Tuesday 8 April 2014

Sailing The River Styx, Plus Another Donegal Man : Paracas : Fri 4th Apr

As I write up this installment, sat in Posada Gino in Pisco, Sarah and I have the Barber's Adagio For Strings playing in the background, with Platoon on the TV. In Spanish. Just think of that as you look at these pictures.

After waking every day to baby blue skies, we arise to a solid grey swimming around us. To put a positive spin on it, that makes it excellent weather for heading out to the islands nearby and taking photographs without the glare. On the negative, surely it will be a cold trip into the Pacific Ocean this morning.

The tour starts at 8am. We are up at 7am, have a wee bap, and walk across the road to the pier where we part with PNS$10 to get on the boat, and PNS$2 to get onto the pier. Not to mention PNS$30 for the actually tour. Still, a tenner was a deal. Isla de Sangayan was great for seeing more creatures, and we saved ourselves a fortune from not visiting the Parque Nacional later on, given that it got an 'ok' thumbs up from Richard.


We need more sleep. This 6am sunrise thing just ain't working.




This is the sort of boat we were on, with about 25 other people.


And, should I ever be on my way to Hades, I expect it to look a bit like this (perhaps less jaunty mermaids on the side of the boats, though)



We were barely fifty feet out when we were joined by a school of dolphins who hung around for a while. These were proper sized dolphins, not those bottle-nosed ones from Argentina. Everyone OOOH'd and AAAAH'd as they do when they see dolphins.



First stop is Isla Ballestas, where there's another mysterious shape scrawled out on the side of the hill. This one is also massive, about 55m across and 140m high, more or less.







It's either a candleabra or a cactus, depending on who you talk to.




But we leave that behind quickly for the more exciting destination, Isla de Sangayan, the 'poor man's Galapagos' as they say. I'm guessing this poor man must be utterly bloody destitute, as this trip cost us a tenner, and Galapagos is about 500quid or so, last I heard. And there would need to be a hell of a lot more there than just seagulls and sealions!







Ok, it is pretty impressive when you're there, and the sealions make a hell of a noise, like a playground at a raucous school. The penguins are fun but dont go in the water in case they get eaten, and one of the girls on the boat suffered a bird pooing on her. Someone tried to explain it was lucky. She didn't really see it that way.

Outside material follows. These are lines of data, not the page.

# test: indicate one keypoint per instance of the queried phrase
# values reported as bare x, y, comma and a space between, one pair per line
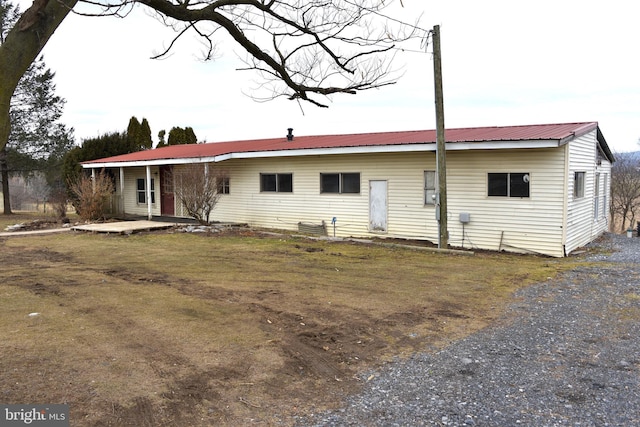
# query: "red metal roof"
556, 132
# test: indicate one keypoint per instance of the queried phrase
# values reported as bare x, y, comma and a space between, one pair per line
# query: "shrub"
92, 195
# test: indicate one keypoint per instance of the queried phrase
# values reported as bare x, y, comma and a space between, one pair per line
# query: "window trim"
278, 182
224, 185
341, 182
428, 200
143, 191
579, 181
509, 185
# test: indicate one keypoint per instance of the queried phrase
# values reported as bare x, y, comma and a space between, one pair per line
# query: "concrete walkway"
33, 232
123, 227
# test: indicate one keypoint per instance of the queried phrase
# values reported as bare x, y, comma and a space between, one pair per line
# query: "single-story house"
534, 189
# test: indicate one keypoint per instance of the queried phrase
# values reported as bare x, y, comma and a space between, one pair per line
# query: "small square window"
512, 184
340, 183
276, 182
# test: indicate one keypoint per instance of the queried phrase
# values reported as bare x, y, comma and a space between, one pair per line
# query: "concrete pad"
123, 227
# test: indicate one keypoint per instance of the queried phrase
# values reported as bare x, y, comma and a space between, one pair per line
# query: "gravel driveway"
567, 353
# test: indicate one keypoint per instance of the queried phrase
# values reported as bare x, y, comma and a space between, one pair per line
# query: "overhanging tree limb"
23, 44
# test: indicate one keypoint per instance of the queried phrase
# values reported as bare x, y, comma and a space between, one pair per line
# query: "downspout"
565, 204
148, 188
122, 190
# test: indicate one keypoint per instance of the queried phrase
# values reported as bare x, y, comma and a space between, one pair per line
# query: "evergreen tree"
179, 136
161, 140
139, 135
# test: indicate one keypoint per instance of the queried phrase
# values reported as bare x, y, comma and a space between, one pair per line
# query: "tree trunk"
22, 46
4, 174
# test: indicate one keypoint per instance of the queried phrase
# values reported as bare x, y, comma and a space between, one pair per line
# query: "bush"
92, 195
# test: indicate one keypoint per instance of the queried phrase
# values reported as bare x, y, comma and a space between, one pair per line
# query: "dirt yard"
169, 328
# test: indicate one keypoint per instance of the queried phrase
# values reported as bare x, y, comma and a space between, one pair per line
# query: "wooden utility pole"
443, 233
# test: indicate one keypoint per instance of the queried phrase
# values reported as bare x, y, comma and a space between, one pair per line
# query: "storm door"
167, 203
378, 206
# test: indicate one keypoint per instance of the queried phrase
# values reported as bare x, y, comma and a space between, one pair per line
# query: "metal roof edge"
369, 149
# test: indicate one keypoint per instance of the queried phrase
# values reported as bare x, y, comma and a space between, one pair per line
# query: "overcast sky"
504, 63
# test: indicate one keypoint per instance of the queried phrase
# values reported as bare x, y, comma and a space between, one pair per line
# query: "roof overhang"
394, 148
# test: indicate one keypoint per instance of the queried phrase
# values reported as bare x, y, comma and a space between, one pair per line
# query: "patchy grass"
185, 329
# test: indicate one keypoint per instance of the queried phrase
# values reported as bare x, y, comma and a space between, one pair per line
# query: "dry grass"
184, 329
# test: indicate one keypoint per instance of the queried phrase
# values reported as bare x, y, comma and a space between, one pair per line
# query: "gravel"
566, 353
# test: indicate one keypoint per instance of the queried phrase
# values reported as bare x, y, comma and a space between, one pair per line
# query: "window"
276, 182
223, 185
578, 185
429, 187
605, 192
340, 183
596, 196
509, 184
142, 191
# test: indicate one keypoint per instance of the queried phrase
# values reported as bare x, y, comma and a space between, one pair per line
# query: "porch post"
148, 187
121, 190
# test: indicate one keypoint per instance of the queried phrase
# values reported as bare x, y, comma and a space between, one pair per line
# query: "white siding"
542, 223
514, 224
582, 223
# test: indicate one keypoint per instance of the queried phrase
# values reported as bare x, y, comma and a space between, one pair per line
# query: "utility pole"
441, 200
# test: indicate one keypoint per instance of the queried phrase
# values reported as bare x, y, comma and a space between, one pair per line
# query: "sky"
503, 63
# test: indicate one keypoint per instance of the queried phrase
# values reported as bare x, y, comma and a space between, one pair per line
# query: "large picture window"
142, 191
510, 184
276, 182
340, 183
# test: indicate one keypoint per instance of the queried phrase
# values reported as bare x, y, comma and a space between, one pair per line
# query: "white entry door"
378, 206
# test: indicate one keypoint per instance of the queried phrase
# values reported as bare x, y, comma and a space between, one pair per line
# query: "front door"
167, 203
378, 206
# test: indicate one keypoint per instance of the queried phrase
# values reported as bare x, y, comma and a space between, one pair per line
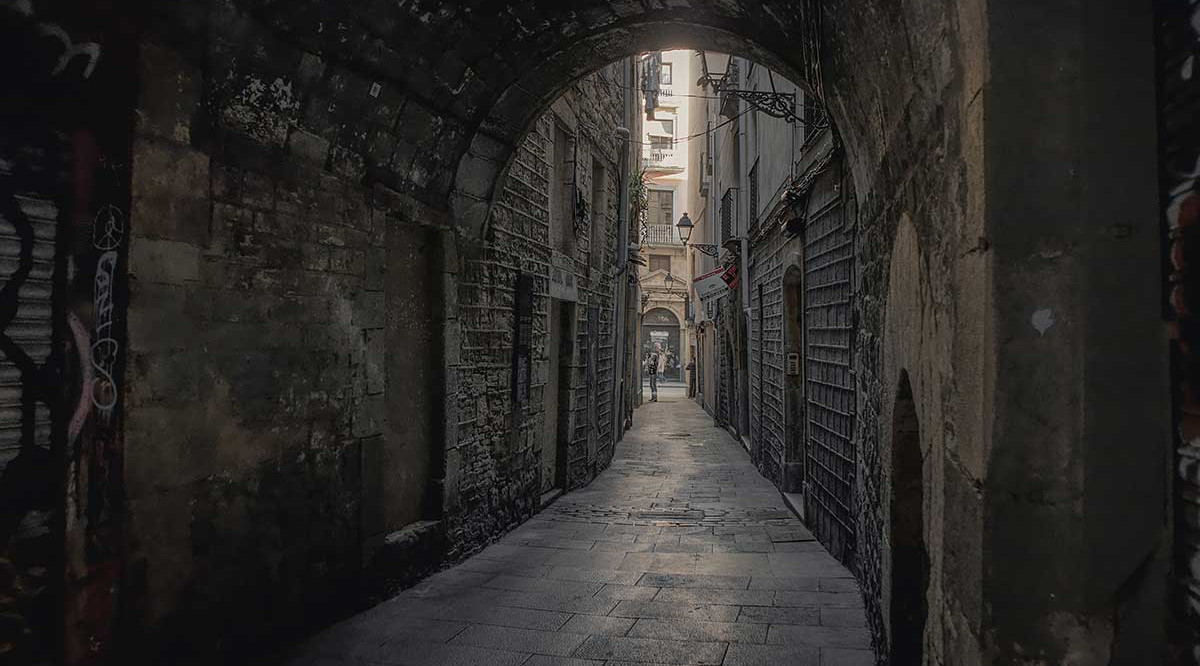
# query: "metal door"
828, 373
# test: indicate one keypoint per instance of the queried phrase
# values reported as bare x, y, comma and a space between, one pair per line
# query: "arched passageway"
661, 331
277, 162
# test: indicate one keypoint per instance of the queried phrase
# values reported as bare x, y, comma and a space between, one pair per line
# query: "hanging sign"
709, 286
731, 276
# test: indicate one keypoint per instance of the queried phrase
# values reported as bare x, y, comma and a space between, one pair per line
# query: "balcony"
659, 157
661, 234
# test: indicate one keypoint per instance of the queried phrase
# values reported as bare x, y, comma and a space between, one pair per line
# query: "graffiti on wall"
1179, 40
67, 118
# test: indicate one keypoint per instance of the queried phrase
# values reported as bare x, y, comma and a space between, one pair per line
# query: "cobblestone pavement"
678, 553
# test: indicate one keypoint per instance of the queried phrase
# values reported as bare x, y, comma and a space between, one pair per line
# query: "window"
727, 215
661, 211
599, 223
754, 193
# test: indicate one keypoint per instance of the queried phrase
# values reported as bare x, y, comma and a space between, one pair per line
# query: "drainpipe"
744, 198
621, 282
715, 238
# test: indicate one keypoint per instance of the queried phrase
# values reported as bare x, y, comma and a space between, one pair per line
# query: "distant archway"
661, 327
910, 553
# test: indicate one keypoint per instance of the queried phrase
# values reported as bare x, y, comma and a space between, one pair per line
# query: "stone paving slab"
679, 553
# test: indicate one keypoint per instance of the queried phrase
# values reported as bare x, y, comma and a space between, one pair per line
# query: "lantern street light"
685, 227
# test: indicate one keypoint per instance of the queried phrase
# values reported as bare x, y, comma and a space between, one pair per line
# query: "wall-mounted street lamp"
685, 227
771, 102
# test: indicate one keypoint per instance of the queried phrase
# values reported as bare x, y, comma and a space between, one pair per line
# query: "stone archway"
661, 329
367, 121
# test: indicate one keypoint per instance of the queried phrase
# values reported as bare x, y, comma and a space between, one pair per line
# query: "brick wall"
298, 323
493, 467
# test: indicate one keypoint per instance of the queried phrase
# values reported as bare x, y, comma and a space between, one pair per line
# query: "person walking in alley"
654, 366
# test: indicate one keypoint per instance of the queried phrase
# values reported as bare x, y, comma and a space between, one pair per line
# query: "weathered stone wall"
281, 144
493, 468
768, 443
289, 369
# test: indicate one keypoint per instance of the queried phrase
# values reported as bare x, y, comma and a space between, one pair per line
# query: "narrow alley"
678, 553
330, 333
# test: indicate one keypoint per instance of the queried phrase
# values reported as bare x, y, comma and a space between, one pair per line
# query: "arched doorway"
660, 329
910, 556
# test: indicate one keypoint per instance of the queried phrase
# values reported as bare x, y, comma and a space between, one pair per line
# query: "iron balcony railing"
659, 155
661, 234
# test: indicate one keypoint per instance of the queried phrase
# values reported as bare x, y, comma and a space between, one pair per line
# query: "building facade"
666, 178
382, 417
777, 345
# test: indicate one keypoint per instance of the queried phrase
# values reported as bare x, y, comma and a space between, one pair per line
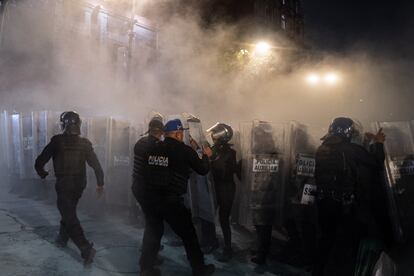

Which brings us to the main point of this island - guano. Every five or six years, depending on yield, 300 men come to this island and take all the guano away. It takes about six months. Free fertilizer for Peru. They love it.





















This photo is a panoramic one from our new Sony camera. Maybe it works, maybe it doesn't. But its interesting nonetheless. And here are examples of the sort of pruck you can buy when you get off the boat.


The sky cleared a bit, and we walked along the beach...


...and found a dead sealion. Another one. This one had definitely been food for seagulls.




I found a KREB!

Well that was all very exciting. How shall we spend the rest of our day here? Lets call into a little restaurant we saw a day ago and have a beer, maybe some food, take photos of children sitting a few feet away, and have Spanish / English classes with the girls who work in the restaurant, teaching them my Ma's recipe for Irish Stew in the process. They were rather upset when I told them you can't put chicken into the stew. They put chicken into EVERYTHING in Paracas. There are lots of chickens here, somewhere. More on that later.



Anyway, we chat for ages then this chap shows up...


... and as per usual, when you meet a chap from back home he's always from Donegal (Greencastle to be exact) by way of Glasgow. Oisin was full of banter, albeit recovering from a night of heavy inebriation the previous one, and eventually was persuaded into a pisco sour, whilst Sarah and I enjoyed our first bottle of Peruano vino tinto. And at six quid a bottle in the restaurant, for a good 2009 Malbec, it was delicious.


Ended up back in the pizza place, where I fell asleep, which is as good a reason as any to pack up and go home to bed. Tomorrow... Pisco! Hope its as good as the spirit named after it!